Poor model fit due to limitations of the data set caused bias in the abundance estimates from the Poisson N-mixture models. Violations of parametric modeling assumptions can result in severe underestimation when abundance values are overdispersed (Knape et al. 2018), and the overdispersion parameters were high for all the Poisson N-mixture models in our analysis. To address the overdispersion in our data set, we fit negative binomial N-mixture models but were unable to obtain stable abundance estimates from these models. Negative binomial N-mixture models are more likely to result in unstable estimates or unidentifiable parameters, despite often showing better model fit than Poisson N-mixture models (Kéry and Royle 2015; Kéry 2018). Overdispersion also appeared to influence bias in the abundance estimates in our simulations. The N-mixture models generally underestimated abundance relative to the known simulated data sets, indicating that using N-mixture models to estimate abundance of trout in the Yellowstone River would result in biased abundance estimates. Reporting the estimates from the N-mixture models and proceeding with the simulation analysis despite indications of poor model fit provided a more complete understanding of how violations of model assumptions can affect resulting estimates and underscored the importance of assessing model fit, particularly when exploring new analytical approaches.
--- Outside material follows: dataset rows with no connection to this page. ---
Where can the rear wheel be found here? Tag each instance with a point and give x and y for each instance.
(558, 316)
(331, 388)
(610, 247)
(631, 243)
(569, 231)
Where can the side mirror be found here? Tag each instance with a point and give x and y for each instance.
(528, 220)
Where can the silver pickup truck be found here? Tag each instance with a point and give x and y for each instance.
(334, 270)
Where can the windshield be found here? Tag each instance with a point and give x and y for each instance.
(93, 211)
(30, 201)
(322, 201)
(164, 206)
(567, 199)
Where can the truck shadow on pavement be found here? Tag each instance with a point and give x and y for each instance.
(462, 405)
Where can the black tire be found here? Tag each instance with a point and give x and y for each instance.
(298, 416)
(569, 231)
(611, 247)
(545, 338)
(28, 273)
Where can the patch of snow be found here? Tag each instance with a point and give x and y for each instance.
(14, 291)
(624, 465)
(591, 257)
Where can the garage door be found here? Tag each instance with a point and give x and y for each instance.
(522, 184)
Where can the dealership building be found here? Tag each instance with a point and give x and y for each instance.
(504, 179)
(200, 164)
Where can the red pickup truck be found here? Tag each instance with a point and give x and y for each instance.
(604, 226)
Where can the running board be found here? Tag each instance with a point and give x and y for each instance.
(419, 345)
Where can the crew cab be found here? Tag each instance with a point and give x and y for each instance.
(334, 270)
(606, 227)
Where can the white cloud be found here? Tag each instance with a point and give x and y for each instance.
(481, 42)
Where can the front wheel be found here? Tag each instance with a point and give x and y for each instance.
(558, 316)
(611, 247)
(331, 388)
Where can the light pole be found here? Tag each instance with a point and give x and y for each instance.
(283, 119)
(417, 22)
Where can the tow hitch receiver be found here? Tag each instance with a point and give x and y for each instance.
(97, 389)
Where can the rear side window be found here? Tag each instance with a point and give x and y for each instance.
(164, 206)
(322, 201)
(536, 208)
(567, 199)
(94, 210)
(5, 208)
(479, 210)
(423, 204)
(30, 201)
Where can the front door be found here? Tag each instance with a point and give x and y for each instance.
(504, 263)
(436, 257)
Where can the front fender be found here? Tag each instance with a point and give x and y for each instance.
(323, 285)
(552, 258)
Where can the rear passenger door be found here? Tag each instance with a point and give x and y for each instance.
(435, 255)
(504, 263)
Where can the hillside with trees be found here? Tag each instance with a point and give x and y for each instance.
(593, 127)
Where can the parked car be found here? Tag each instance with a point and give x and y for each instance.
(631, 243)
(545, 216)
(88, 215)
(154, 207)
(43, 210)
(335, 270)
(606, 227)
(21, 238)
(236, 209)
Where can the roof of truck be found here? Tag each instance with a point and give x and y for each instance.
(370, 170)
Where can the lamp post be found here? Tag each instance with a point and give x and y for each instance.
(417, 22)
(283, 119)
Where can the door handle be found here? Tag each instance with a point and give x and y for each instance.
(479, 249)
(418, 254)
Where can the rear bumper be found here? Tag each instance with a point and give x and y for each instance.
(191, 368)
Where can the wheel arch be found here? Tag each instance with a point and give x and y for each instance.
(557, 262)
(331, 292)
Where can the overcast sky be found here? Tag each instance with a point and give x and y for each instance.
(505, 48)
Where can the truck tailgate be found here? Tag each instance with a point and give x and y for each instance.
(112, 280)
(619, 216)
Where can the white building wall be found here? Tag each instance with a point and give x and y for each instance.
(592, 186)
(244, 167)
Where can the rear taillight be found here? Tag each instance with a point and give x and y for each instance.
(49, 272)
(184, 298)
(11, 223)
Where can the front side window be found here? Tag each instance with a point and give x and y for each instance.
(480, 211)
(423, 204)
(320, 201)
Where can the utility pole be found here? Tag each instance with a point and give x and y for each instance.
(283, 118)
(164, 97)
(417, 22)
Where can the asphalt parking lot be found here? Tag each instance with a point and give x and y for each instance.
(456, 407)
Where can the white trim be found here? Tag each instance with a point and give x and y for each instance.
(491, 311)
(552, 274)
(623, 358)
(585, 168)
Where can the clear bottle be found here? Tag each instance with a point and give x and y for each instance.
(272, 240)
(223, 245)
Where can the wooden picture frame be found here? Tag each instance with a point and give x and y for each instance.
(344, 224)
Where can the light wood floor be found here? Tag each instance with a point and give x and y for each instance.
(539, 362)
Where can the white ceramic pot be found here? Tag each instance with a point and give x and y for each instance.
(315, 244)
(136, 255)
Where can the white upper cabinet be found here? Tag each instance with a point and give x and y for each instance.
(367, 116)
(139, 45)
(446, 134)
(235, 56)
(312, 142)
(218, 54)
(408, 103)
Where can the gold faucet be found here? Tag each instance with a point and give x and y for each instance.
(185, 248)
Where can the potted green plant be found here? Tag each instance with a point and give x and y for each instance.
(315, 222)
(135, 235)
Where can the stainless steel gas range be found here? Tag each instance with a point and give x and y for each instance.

In addition to overdispersion, unmodeled heterogeneity in capture probability likely contributed to the bias in the N-mixture abundance estimates. Variation in capture probability is caused by numerous factors when electrofishing including environmental conditions, crew experience, electrofishing equipment and settings, and fish abundance and behavior (Tsuboi and Endou 2008; Benejam et al. 2012; Hangsleben et al. 2013). Thus, despite sampling under relatively constant conditions, it is unlikely that capture probability was constant across our long-term data set (Figure S4). Unmodeled heterogeneity in capture probability can cause bias in abundance estimates when using N-mixture models, and the bias can be more severe when capture probabilities are low, which is common in fisheries sampling (Barker et al. 2018; Duarte et al. 2018; Link et al. 2018). We attempted to account for variation in capture probability using discharge; however, this resulted in high estimates of capture probability and low estimates of abundance for all species and sites. The estimates of capture probability were much higher than is typical for electrofishing surveys and were unrealistically high for some sites and species (i.e., 0.95 for Yellowstone Cutthroat Trout at Corwin Springs). The high capture-probability estimates are likely due to a relatively weak relationship between river discharge and capture probability at moderate values of discharge (approximately 56–142 m3/s), which is when most of the surveys were conducted (Figure S4). We hypothesize that capture probability is more strongly influenced by turbidity than by discharge (Korman and Yard 2017); however, there is no long-term turbidity data set for the upper Yellowstone River. Incorporating environmental covariates, such as turbidity, could improve N-mixture abundance estimates for other fish populations and could be considered when using N-mixture models to analyze other long-term data sets. However, in the data set from the upper Yellowstone River, overdispersion will compromise the model fit even if covariates are used to account for the heterogeneity in capture probability. Both overdispersion and variable capture probabilities were present in the data set from the upper Yellowstone River; thus, the current data set is unsuitable for use with N-mixture models.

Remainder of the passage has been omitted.